The Social Data Linkage Environment (SDLE) at Statistics Canada promotes the innovative use of existing administrative and survey data to address important research questions and inform socio-economic policy through record linkage. It expands the potential of data integration across multiple domains, such as health, justice, education and income, through the creation of linked analytical data files without the need to collect additional data from Canadians.

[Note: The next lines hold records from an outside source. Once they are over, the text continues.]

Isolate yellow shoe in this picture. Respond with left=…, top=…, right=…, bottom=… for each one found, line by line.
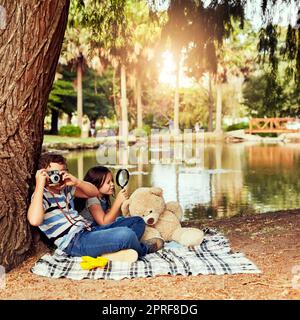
left=101, top=249, right=138, bottom=263
left=80, top=256, right=108, bottom=270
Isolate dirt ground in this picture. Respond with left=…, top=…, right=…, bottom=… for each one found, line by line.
left=0, top=210, right=300, bottom=300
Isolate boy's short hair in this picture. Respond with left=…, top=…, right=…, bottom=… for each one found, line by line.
left=38, top=152, right=67, bottom=169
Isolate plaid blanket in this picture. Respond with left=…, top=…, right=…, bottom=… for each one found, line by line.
left=31, top=230, right=260, bottom=280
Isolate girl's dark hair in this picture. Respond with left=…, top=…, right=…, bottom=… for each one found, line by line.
left=74, top=166, right=111, bottom=212
left=38, top=152, right=67, bottom=169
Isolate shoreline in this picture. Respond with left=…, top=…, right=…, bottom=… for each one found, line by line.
left=0, top=209, right=300, bottom=300
left=42, top=131, right=300, bottom=152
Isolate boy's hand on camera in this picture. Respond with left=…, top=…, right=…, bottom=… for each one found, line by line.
left=35, top=169, right=49, bottom=188
left=116, top=189, right=128, bottom=203
left=62, top=171, right=80, bottom=187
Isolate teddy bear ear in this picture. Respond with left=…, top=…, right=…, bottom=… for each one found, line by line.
left=121, top=199, right=130, bottom=217
left=150, top=187, right=163, bottom=197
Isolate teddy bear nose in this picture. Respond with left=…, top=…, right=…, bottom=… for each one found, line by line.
left=147, top=218, right=154, bottom=224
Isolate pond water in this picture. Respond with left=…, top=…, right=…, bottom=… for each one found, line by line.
left=66, top=143, right=300, bottom=220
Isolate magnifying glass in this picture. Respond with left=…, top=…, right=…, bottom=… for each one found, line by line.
left=116, top=169, right=129, bottom=189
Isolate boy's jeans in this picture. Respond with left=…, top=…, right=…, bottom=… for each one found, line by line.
left=64, top=217, right=147, bottom=258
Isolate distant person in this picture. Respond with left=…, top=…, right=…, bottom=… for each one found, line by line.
left=195, top=122, right=200, bottom=133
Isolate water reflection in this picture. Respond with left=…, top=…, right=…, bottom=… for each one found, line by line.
left=63, top=143, right=300, bottom=220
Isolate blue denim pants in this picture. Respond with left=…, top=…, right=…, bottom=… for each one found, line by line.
left=64, top=217, right=148, bottom=258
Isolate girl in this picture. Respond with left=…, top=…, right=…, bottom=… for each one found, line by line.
left=74, top=166, right=164, bottom=256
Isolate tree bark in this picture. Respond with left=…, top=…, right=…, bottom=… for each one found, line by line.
left=121, top=64, right=128, bottom=142
left=136, top=78, right=143, bottom=128
left=174, top=54, right=180, bottom=134
left=208, top=73, right=213, bottom=132
left=215, top=83, right=222, bottom=133
left=50, top=109, right=59, bottom=134
left=77, top=53, right=83, bottom=136
left=0, top=0, right=69, bottom=271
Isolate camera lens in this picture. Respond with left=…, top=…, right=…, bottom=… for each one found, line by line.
left=52, top=174, right=59, bottom=182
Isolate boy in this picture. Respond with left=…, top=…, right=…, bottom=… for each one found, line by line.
left=27, top=153, right=147, bottom=262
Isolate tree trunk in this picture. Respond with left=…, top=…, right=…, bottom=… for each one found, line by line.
left=208, top=73, right=213, bottom=132
left=0, top=0, right=69, bottom=271
left=136, top=78, right=143, bottom=128
left=215, top=83, right=222, bottom=133
left=77, top=53, right=83, bottom=135
left=67, top=113, right=72, bottom=124
left=121, top=64, right=128, bottom=141
left=50, top=109, right=59, bottom=134
left=174, top=54, right=180, bottom=134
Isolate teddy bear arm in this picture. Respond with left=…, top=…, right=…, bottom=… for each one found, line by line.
left=166, top=201, right=183, bottom=221
left=172, top=227, right=204, bottom=247
left=142, top=226, right=162, bottom=241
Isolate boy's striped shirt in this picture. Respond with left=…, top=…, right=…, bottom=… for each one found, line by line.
left=34, top=186, right=90, bottom=250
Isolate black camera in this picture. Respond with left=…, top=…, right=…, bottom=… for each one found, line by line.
left=48, top=170, right=62, bottom=186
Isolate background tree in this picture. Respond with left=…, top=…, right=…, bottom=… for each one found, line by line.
left=0, top=0, right=69, bottom=270
left=0, top=0, right=127, bottom=270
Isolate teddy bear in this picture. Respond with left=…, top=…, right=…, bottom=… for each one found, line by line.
left=121, top=187, right=204, bottom=247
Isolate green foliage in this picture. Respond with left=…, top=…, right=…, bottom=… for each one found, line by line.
left=59, top=124, right=81, bottom=137
left=83, top=69, right=114, bottom=120
left=243, top=65, right=300, bottom=117
left=48, top=68, right=76, bottom=114
left=179, top=87, right=208, bottom=129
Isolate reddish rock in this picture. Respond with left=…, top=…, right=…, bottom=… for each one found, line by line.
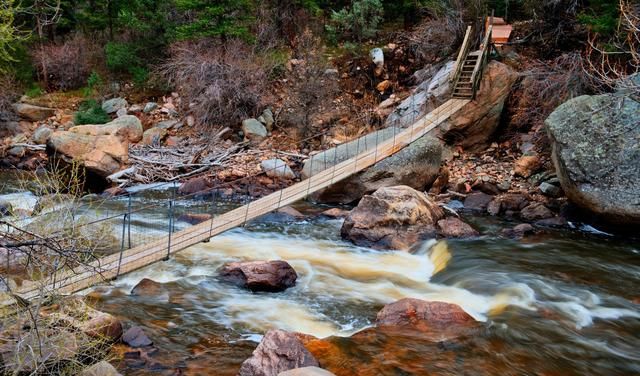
left=238, top=330, right=319, bottom=376
left=178, top=176, right=213, bottom=195
left=321, top=208, right=349, bottom=218
left=178, top=214, right=212, bottom=225
left=277, top=206, right=305, bottom=219
left=464, top=192, right=493, bottom=211
left=513, top=155, right=542, bottom=178
left=102, top=187, right=128, bottom=197
left=340, top=186, right=444, bottom=250
left=122, top=326, right=153, bottom=348
left=219, top=260, right=298, bottom=292
left=429, top=166, right=451, bottom=195
left=502, top=223, right=534, bottom=239
left=376, top=298, right=475, bottom=329
left=535, top=217, right=568, bottom=227
left=520, top=202, right=553, bottom=221
left=438, top=217, right=479, bottom=238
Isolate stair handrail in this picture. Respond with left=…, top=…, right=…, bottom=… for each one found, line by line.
left=471, top=25, right=493, bottom=99
left=449, top=25, right=471, bottom=84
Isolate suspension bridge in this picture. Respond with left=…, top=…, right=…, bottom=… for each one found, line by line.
left=0, top=22, right=491, bottom=306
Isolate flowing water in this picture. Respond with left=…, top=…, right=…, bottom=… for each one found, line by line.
left=1, top=172, right=640, bottom=375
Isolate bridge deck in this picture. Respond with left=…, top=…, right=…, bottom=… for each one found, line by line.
left=5, top=99, right=469, bottom=306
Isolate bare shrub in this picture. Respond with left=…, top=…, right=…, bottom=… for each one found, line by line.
left=32, top=34, right=100, bottom=90
left=584, top=0, right=640, bottom=95
left=159, top=39, right=268, bottom=129
left=507, top=53, right=591, bottom=131
left=0, top=74, right=18, bottom=121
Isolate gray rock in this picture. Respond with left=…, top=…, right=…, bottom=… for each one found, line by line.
left=340, top=185, right=444, bottom=251
left=79, top=360, right=121, bottom=376
left=260, top=159, right=296, bottom=179
left=0, top=200, right=13, bottom=217
left=33, top=125, right=53, bottom=145
left=385, top=61, right=455, bottom=128
left=545, top=94, right=640, bottom=226
left=303, top=128, right=442, bottom=204
left=154, top=120, right=180, bottom=130
left=464, top=192, right=493, bottom=211
left=69, top=115, right=143, bottom=142
left=102, top=98, right=129, bottom=114
left=540, top=182, right=561, bottom=197
left=0, top=121, right=28, bottom=138
left=440, top=61, right=518, bottom=151
left=13, top=103, right=56, bottom=121
left=128, top=104, right=143, bottom=114
left=142, top=102, right=158, bottom=114
left=238, top=330, right=319, bottom=376
left=7, top=146, right=27, bottom=158
left=242, top=119, right=267, bottom=142
left=116, top=108, right=129, bottom=117
left=122, top=326, right=153, bottom=347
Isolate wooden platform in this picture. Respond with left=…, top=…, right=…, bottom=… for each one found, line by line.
left=0, top=99, right=469, bottom=306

At the core of the SDLE is a Derived Record Depository (DRD), essentially a national dynamic relational data base containing only basic personal identifiers. The DRD is created by linking selected Statistics Canada source index files for the purpose of producing a list of unique individuals. These files are brought into the environment, processed and linked only once to the DRD. Each individual in the DRD is assigned an SDLE identifier. Some of the source index files used to build the DRD include tax records, vital statistics registration records (births and deaths), and immigrant data. Updates to these data files are linked to the DRD on an ongoing basis. Only basic personal identifiers are stored in the DRD. Examples of personal identifiers stored in the DRD include surnames, given names, date of birth, sex, insurance numbers, parents' names, marital status, addresses (including postal codes), telephone numbers, immigration date, emigration date and date of death. The paired SDLE identifiers and source index file record IDs resulting from the record linkage are stored in a Key Registry. To reduce the risk of privacy intrusiveness and to minimize the risk of disclosure, source files are separated into source index files and source data files. Employees performing the record linkages in SDLE have access to only the basic personal identifiers needed for linkage. Employees who build the analytical files for research have access only to the data stripped of personal identifiers.

The SDLE is a highly secure environment that facilitates the creation of linked population data files for social analysis. It is not a large integrated data base.

The SDLE program facilitates pan-Canadian social and economic statistical research. It is a record linkage environment that: increases the relevance of existing surveys without collecting new data; substantially increases the use of administrative data; generates new information without additional data collection; maintains the highest privacy and data security standards; and promotes a standardized approach to record linkage processes and methods.